Wollte euch mal fragen wie ich am besten im mein Gehäuse von chieftec cs 901 die lüfter montiere ,damit der lüfter strom gut durch geht, mache mal paar bilder rein damit man sich ein bessers bild machen kann.

Bitte nicht wunderen wegem kabelsalat wird dem nächst gemacht sobald das neue NT da ist

währe coll wenn ihr mir helfen könnt danke


----------



## speedymike (23. April 2009)

*AW: Richtige lüfter möntage im chieftec cs 901*

naja, prinzipiell würd ich sagen vorne / links auf der seite sollen die lüfter reinsaugen
hinten sollten die / der lüfter die warme luft rauspusten.

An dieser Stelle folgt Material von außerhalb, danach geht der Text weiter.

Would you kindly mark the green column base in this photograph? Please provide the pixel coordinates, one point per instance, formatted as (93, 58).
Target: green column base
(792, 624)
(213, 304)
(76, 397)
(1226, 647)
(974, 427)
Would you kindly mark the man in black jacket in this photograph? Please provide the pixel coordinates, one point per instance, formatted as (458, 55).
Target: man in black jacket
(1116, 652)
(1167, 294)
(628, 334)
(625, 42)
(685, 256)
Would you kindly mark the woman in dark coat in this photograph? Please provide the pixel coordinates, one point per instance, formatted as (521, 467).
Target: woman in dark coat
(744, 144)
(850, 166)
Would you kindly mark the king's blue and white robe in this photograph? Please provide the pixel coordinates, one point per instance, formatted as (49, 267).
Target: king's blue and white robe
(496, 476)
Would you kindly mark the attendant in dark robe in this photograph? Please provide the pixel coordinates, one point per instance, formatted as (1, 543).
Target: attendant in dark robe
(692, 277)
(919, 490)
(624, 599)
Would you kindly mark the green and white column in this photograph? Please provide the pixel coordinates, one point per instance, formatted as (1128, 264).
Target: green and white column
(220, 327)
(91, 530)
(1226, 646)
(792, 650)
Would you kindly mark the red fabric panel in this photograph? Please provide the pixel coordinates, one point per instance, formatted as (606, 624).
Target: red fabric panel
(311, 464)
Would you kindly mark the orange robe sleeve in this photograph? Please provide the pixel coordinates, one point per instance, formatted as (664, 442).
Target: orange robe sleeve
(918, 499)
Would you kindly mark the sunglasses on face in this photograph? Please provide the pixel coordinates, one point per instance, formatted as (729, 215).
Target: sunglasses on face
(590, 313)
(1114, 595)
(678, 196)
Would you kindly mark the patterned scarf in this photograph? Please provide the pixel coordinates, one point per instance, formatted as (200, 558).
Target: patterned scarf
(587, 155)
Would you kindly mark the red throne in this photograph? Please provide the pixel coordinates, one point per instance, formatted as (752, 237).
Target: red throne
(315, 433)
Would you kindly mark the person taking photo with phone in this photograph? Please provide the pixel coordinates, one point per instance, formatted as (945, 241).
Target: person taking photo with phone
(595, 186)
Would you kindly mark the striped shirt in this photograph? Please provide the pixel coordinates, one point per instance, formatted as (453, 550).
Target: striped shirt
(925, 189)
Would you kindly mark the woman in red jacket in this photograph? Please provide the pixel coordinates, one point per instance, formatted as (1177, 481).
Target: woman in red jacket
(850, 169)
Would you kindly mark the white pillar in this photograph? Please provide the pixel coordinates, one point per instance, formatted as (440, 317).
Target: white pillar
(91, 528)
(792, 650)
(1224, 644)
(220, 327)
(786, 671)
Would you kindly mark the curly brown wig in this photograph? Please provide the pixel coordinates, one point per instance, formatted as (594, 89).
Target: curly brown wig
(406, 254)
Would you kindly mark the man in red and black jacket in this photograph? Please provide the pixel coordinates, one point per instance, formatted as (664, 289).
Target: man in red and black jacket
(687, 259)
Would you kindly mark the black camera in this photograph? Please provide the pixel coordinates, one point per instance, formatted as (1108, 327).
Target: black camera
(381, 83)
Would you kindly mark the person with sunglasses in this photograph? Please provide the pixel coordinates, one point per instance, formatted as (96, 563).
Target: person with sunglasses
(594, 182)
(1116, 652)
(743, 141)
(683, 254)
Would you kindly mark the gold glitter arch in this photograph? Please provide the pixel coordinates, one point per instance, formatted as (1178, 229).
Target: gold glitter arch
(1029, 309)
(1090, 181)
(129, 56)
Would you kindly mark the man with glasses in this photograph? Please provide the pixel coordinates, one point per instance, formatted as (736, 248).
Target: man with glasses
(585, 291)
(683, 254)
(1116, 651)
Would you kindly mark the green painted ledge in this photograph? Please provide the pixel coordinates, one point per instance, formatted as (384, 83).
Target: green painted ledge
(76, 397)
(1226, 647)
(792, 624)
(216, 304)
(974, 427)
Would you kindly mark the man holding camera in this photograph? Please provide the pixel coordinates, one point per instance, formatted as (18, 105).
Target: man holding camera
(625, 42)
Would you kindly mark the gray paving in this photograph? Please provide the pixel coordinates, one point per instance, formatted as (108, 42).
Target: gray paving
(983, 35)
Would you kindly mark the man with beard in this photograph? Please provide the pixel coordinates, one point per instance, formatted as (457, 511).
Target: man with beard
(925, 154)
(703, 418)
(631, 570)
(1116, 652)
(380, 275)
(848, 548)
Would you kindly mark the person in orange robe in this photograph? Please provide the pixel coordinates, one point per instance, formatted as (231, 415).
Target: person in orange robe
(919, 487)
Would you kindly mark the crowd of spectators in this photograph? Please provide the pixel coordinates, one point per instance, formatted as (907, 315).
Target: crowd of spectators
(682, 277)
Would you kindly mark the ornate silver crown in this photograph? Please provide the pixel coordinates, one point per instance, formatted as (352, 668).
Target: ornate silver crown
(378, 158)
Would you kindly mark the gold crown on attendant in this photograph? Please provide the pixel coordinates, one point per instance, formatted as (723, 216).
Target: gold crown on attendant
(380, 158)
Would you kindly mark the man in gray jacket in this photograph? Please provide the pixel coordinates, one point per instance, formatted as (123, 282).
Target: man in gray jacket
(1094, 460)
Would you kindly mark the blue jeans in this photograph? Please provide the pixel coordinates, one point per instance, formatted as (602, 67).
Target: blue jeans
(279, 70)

ob dir die frontlüfter was bringen wag ich zu bezweifeln - die haben ja keine möglichkeit frischluft anzusaugen, die wirbeln mmn nur die eh schon vorhandene luft im case durcheinander ...


----------



## madace (23. April 2009)

*AW: Richtige lüfter möntage im chieftec cs 901*

Also in meinem CS 901 sieht es ein wenig anders aus. (von Anfang 2007) - siehe Bild

Ich habe es so gelöst, dass ich jeweils in die Festplattenkäfige Lüfter (@1000 RPM) verbaut habe, die Luft Richtung Platte & Gehäuseinneres pusten (bei mir sind Halterung bereits integriert; bei dir sehe ich spontan auf den Bildern keine; könnten aber dennoch da sein...ist so ein lila "Plastik-Einschub")

Und unter den 2 Festplattenkäfigen ist auch noch mal ein Lüfter, der das gleiche tut. Luft rauspusten lasse ich direkt hinter dem CPU-Kühler. So wird alles im Gehäuse schön gekühlt.




			Dieser Inhalt steht nur eingeloggten Mitgliedern zur Verfügung.


----------



## B-rabbit1984 (23. April 2009)

*AW: Richtige lüfter möntage im chieftec cs 901*

das unter festplatten teil habe ich raus gemacht und die Plastik-Einschub" sonst hätte die pumpe nicht rein gepasst
#


----------



## Jazzman (23. April 2009)

*AW: Richtige lüfter möntage im chieftec cs 901*

also am einfachsten ist vorne rein hinten raus
kannst du den Lüfter neben der pumpe nicht an den Einlass montieren, dann kommt schonmal frische Luft rein,
hinten ist auch noch platz für einen Lüfter (80er?) da würde ich einen montieren
falls die Grafikkarte auch Wassergekühlt ist würde ich den Seitenlüfter entfernen
und alle anderen überflüssigen Lüfter entfernen dann wirds auch nen bisel leiser


----------



## Widowmaker_1 (23. April 2009)

*AW: Richtige lüfter möntage im chieftec cs 901*

So sah das bei mir aus


----------



## madace (23. April 2009)

*AW: Richtige lüfter möntage im chieftec cs 901*

Genau das meinte ich auch 
So sieht es akt. bei mir auch aus - wie bei widowmakers Bild.


----------



## B-rabbit1984 (24. April 2009)

*AW: Richtige lüfter möntage im chieftec cs 901*

ach werde mir ein neues gehaüse z legen in nährere zeit mal was ich holle was nicht zu teuer ist das ist nicht mehr so jut das gehaüse von chieftec cs 901


----------



## james07 (26. April 2009)

*AW: Richtige lüfter möntage im chieftec cs 901*

habe zwar nur das 601 aber meine Temp sind Top. Lüfter ähnlich wie Widowmaker_1 nur das ich den vorderen ein 120iger habe und 1x 120 in der Decke, Tem CPU 23Grad, GK 36 Grad und alles mit silent Komponenten


----------